*Yep. I think you are on to something. Almost everyone I knew back in the 60's who was Catholic no longer is one. All those I grew up with and stood in LONG Confessional lines with are now prots or non-church goers. Many are divorced and remarried and yet all of us back then were regular attendees of CYO (Catholic Youth Organisation) and we were all well-catechised.
But, our "christianity" was unacknowledged. We were Catholics and we had rules and regulations, dammit!!! As to a personal relationship with Jesus? Please. Who among us back then were taught to trust Jesus totally? Nobody I grew-up with. We conversed often about going to Confession, and not missing Mass, and not eating meat on Fridays, etc. It was all about formal, external, and legalistic attachment to rules and regulations. Our Liturgies were austere, formal and bereft of beauty. Our old Liturgies were said in about 30 mins , even on Sunday, by our old priest and we went through the motions of kneeling, standing, etc all in perfect unison in a liturgy drained of significance and meaning. It was there. We had to go or go to Hell. We went. And then suddenly, everybody stopped going.
So sad...
I don't know what Catholicism you grew up with, but mine sure wasn't formal, legalistic and devoid of a personal relationship with Our Lord. Nor do I recall that we were urged to adopt that type of relationship.
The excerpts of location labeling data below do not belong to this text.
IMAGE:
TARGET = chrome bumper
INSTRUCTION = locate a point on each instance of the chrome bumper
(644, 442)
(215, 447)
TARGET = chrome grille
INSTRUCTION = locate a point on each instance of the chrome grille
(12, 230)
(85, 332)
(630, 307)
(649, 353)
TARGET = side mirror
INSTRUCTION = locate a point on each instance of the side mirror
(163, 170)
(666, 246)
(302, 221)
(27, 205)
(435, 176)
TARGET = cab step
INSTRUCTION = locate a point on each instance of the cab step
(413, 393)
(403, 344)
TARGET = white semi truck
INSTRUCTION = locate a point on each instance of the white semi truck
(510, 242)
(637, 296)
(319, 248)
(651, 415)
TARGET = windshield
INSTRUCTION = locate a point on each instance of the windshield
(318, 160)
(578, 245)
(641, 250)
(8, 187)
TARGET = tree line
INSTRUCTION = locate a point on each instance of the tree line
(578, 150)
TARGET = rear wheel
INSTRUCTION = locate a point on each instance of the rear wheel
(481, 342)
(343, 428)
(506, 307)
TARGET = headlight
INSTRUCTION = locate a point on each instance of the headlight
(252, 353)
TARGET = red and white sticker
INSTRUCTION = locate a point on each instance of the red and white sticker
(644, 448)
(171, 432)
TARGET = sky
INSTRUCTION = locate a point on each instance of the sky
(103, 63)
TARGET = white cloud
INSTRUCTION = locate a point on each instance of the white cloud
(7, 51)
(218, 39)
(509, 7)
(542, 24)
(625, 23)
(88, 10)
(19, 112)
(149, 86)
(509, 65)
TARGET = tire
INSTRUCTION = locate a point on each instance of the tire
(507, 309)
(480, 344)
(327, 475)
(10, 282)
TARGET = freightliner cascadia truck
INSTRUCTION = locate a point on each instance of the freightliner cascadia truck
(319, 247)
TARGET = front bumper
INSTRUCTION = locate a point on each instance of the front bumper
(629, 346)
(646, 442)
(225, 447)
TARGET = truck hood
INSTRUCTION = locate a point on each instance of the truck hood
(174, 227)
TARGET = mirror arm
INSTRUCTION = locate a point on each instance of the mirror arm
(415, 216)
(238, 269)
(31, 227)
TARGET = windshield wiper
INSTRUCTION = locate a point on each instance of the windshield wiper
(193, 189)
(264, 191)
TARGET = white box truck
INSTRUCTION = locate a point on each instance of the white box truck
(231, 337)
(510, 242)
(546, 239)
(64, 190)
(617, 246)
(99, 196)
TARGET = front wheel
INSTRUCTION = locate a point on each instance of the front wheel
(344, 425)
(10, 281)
Everybody, from cloistered nuns to the little old lady in the back pew conversing with Our Lady to Father reading his breviary, knew what it was all about. The problem was that the ill-advised "reforms" that followed Vatican II took away the structure that supported all this and even condemned the people who practiced it. I once remember hearing the new, improved Fr. Bob (generic term - I don't remember his actual name) announce that the Church had moved beyond the Rosary - which was the standard Biblical/devotional reflection and prayer that had sustained generations of Catholics - because the "Church" (his, at least), no longer approved of private, non-collective prayer.
There was an excellent article in First Things last month by Joseph Bottum, "When the Swallows Come Back to Capistrano," which described the destruction of the intricate "nests" of Catholic piety and religious life by the out of control, misunderstood and misused trends that came out of Vatican II. I don't agree with all his conclusions, but I think he was very right about the fact that we had a rich and diverse world of very deep piety, combined with practices that kept it alive, which was somehow destroyed almost overnight, and that this destruction was is what sent Catholics fleeing and drove the "swallows" away from "Capistrano."
Good point.
There was a disconnect. It played out so that the concept of Fatherhood (divine and human) was distorted into a "Do As I Say, DAMMIT!!" thing, rather than a Father who understood the best uses for the design--similar to a family father whose restrictions and instructions to the children are based on experience.